Tirei tudo de lá e agora essas roupas estão empilhadas na minha sala, gritando pra mim: quando é que você vai resolver essa situação, hein mocinha???
Não é agora.
E pela primeira vez vou estar numa cidade que não é a minha, com pessoas falando num idioma que eu não domino, totalmente sozinha.
Um respiro de tudo isso.
Uma suspensão no tempo, um jeito de ganhar distância, perspectiva, energia, clareza. E olhando pra outras coisas, usando o cérebro de outro jeito, tomando decisões diferentes das que eu tomo todo dia, eu também vou encontrar outras soluções.
Não uma solução mágica.
Mas uma solução que resolva de uma vez.
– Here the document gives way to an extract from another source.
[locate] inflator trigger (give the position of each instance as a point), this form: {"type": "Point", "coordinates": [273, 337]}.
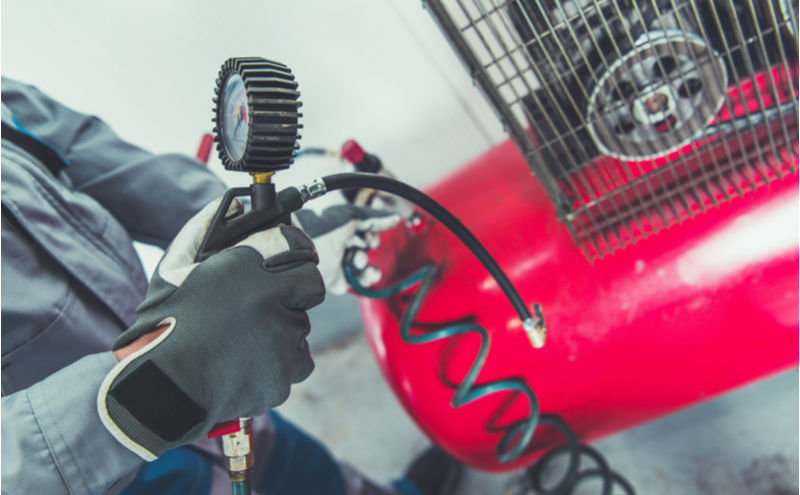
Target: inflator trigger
{"type": "Point", "coordinates": [268, 210]}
A partir de um trabalho cuidadoso, um olhar dedicado, um tempo praquilo.
Quando eu voltar a pilha de roupas ainda vai estar no mesmo lugar. E as mesmas tralhas estarão acumuladas nos mesmos cantos empoeirados.
Mas eu com certeza vou estar diferente.
E isso muda bastante coisa.
Estou no terceiro dia da minha primeira viagem sozinha, de férias. Cheguei em Barcelona nesse domingo, e fico alguns dias por aqui – e depois sigo pra outro país. Ainda não caiu a ficha, de tão corrido que foram meus últimos dias. Fechei minha mala pouco antes de ir, e 40 minutos antes de sair pro aeroporto minha conta no banco foi bloqueada. Emoções!!!!
Por falar em emoções, tenho sentido muita coisa nos últimos tempos. Alegria, prazer, apaixonamento, excitação, ternura, raiva, tristeza, desprezo, dor. Tudo-ao-mesmo-tempo-agora, porque tudo meio que acontece ao mesmo tempo, de fato. Não tem fila de espera pras coisas acontecerem, elas só acontecem.
Essa viagem, coincidentemente ou não, bem no meio do ano mais importante da minha vida, está me deixando muito curiosa. Não faço ideia de como vai ser. Mas estou de coração escancarado pra viver.
Aqui na newsletter a ideia é fazer um diário de viagem, no mínimo semanal, quem sabe mais. Dividir por aqui o que não cabe em 15 segundos nos stories - e guardar pra sempre esse momento muito especial pra mim.
Como falei na edição passada, os textos semanais passam a ser abertos apenas para os assinantes da news - são 13 reais por mês - e teremos um texto aberto por mês pra quem prefere ou não pode assinar.
As imagens acima são da artista Sophie Calle - a primeira imagem é da obra "Douleur Exquise", em que narra o fim de um relacionamento. As demais são do livro “L'hôtel", em que ela documentou o período em que trabalhou como camareira e fez fotos dos rastros deixados pelos hóspedes.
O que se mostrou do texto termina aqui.